Gordon Walton: A Teoria das Seis Ilusões – Parte I

Professor Walton, você dedicou o seu último trabalho a um período obscuro da nossa História, a assim chamada Idade Escura. De que se trata?
É verdade, o “A Segunda Idade das Trevas” é dedicado inteiramente a este período histórico que podemos indicar como as décadas que vão desde a Primeira Guerra Mundial até as Grandes Revoluções após a Terceira. Uma época conturbada, feroz, de grandes desigualdades.
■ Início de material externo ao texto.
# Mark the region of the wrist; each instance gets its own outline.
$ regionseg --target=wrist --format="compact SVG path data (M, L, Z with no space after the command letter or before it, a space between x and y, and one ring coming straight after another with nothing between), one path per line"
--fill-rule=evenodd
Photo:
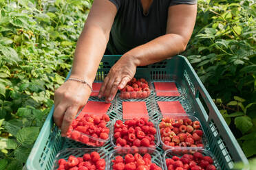
M127 52L122 55L122 58L124 58L125 60L128 60L131 61L132 63L134 64L136 66L140 65L140 60L136 55L134 55Z

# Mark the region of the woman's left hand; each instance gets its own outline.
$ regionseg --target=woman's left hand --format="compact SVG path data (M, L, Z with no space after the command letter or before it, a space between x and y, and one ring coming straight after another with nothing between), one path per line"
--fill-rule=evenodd
M123 88L134 76L137 60L130 56L122 56L110 69L101 86L98 97L105 97L105 102L113 100L118 89Z

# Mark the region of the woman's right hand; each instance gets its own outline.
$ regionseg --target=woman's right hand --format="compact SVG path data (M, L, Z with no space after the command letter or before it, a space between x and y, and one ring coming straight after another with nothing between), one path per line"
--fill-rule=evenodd
M92 85L92 84L91 84ZM91 94L88 86L76 81L67 81L54 93L54 120L65 136L77 112L87 102Z

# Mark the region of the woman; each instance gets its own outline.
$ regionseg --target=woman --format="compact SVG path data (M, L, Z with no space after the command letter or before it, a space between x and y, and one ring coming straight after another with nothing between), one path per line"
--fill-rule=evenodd
M107 47L111 54L123 54L99 93L110 102L134 76L137 66L185 50L196 11L196 0L94 0L77 42L71 81L55 92L54 119L61 135L86 104Z

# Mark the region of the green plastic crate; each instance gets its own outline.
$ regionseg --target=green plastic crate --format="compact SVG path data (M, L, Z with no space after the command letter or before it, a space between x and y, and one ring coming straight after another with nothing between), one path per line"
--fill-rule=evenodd
M103 81L120 56L104 56L95 81ZM183 98L173 97L168 100L180 100L189 106L189 110L193 110L193 114L200 121L209 143L209 149L216 156L221 169L233 169L235 162L248 165L240 146L186 58L176 56L153 64L139 66L136 76L152 81L171 80L176 83L179 91L182 90L186 95L184 97L182 95ZM60 150L85 147L81 143L61 136L53 123L53 111L54 108L34 145L25 169L51 169L54 158ZM116 115L115 112L112 112L109 116L113 119ZM153 119L157 118L156 113ZM101 149L109 153L113 150L113 147L109 142ZM163 153L160 147L157 149Z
Mas, sobretudo, uma época em que foi tentada uma operação nunca vista antes: a homologação planetária.

Como foi possível isso?
É difícil resumir isso em poucas palavras: o processo tinha começado pouco séculos antes, com a descrição daquele que depois foi conhecido como Capitalismo. Um sistema perverso, baseado em leis não-naturais, mas que conseguiu proporcionar um novo bem estar e a ilusão de progresso ao longo dos primeiros tempos.

E depois?
Depois, como sempre acontece, o sistema esgotou-se. Este “esgotar-se” do Capitalismo foi bastante rápido até, mesmo por ser algo tão afastado da Natureza. E aqui aconteceu algo extraordinário.

O quê?
As elites económicas, para manter os privilégios que o sistema de facto lhes proporcionava, tiveram que inventar, literalmente, um novo Capitalismo. Era o tal Neo-Capitalismo identificado por Greenwood, muito afastado do original mas que permitia um cada vez mais apertado controle sobre os cidadãos.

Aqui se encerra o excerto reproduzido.